“Sydhavna” is the main industrial port of Oslo. It is located just south of the city center, and is surrounded by the fjord, the hills and both existing and future residential areas. The idea of the buffer zones is to mark the boundary between industrial port and the city, in a way that also contributes to the aesthetic and recreational needs of the nearby community as well as the city as a whole. At the same time these boundaries are also meant to clearly mark port territory and secure acceptance for future development within those boundaries. But the port is not hide and of Port of Oslo has also made aesthetics guidelines to ensure that the development of Sydhavna is unified and harmonious. Color composition, lighting and deliberate placement of the containers are some of the means they will use.

Sketch © Port of Oslo
Illustration plan © Port of Oslo

The first to be completed was buffer zone “Sjursøya”, which marks the western boundary. This area is not accessible to the public, as it is wedged between the fjord and the port. It serves as a landscape park and visual buffer towards the islands of the inner Oslo fjord. There has also been an effort to establish local flora found on these islands to strengthen their habitat, which in some cases are facing the threat of extinction.

The second buffer zone was completed recently and opened in May. “Bekkelagsbadet” is located to the south of the port. This project was developed with cooperation and input from the existing local community. It is a public park that consists of a bathing site with a diving platform, green spaces, a parkour facility, beach volley and toilets. It also has infrastructure to support food trucks and local events. The park is shielded from the industrial port with a fence made of corroded sheet piles, giving the park a rough industrial design to mark the transition to the port.

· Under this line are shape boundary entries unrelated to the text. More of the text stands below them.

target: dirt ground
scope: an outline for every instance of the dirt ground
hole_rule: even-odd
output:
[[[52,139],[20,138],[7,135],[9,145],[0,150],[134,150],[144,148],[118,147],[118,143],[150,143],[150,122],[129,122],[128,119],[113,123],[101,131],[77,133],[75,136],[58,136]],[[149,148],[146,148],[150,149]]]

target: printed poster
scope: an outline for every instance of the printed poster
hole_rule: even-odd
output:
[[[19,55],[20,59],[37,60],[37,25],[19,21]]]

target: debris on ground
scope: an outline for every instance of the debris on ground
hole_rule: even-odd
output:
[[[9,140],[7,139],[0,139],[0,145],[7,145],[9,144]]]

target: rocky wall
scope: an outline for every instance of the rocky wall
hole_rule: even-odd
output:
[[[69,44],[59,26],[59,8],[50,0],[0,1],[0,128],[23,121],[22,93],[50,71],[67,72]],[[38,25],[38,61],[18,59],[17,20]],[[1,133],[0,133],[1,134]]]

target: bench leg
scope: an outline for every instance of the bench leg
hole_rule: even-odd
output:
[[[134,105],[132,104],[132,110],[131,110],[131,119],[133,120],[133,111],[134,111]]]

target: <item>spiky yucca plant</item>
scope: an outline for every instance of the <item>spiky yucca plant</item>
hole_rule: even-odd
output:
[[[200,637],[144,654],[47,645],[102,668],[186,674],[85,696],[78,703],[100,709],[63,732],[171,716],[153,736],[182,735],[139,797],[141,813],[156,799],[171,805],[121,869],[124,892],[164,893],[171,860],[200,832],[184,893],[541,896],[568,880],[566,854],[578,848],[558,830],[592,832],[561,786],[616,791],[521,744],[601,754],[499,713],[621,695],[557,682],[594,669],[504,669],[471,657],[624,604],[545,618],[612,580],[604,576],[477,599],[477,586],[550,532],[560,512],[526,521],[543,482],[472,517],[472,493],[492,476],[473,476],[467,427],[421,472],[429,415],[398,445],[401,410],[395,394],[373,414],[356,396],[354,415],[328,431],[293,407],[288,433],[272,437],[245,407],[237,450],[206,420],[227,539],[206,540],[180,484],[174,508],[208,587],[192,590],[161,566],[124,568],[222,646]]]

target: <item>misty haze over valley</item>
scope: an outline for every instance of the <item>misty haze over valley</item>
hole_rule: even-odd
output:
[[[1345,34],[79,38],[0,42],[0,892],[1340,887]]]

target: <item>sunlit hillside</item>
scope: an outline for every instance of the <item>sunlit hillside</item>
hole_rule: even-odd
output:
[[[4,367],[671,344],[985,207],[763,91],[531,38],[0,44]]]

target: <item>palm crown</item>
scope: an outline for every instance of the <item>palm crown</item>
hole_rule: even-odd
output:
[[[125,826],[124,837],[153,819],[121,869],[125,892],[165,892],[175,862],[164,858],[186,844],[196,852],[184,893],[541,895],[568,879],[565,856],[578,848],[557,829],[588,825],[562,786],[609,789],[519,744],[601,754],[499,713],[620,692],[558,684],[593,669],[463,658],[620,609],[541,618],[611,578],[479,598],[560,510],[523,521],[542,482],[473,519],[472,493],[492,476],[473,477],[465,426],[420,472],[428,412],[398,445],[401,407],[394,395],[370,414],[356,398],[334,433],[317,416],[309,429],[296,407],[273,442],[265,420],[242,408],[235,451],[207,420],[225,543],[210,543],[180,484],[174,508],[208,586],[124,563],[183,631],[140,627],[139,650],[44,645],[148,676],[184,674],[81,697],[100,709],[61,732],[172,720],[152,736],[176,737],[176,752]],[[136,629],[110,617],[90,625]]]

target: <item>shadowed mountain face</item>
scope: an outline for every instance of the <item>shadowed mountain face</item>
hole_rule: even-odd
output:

The third and final buffer zone to the north is yet to be completed. This is now under planning together with an urban development project that will also be the final step to finish the Bjørvika urban development. It is still unclear what this buffer zone will consist of, but it is the largest of the three zones and the design will be subject to an extensive participation process later this year. This zone will also mark one of the two start/end-points of the 10 km long harbour promenade.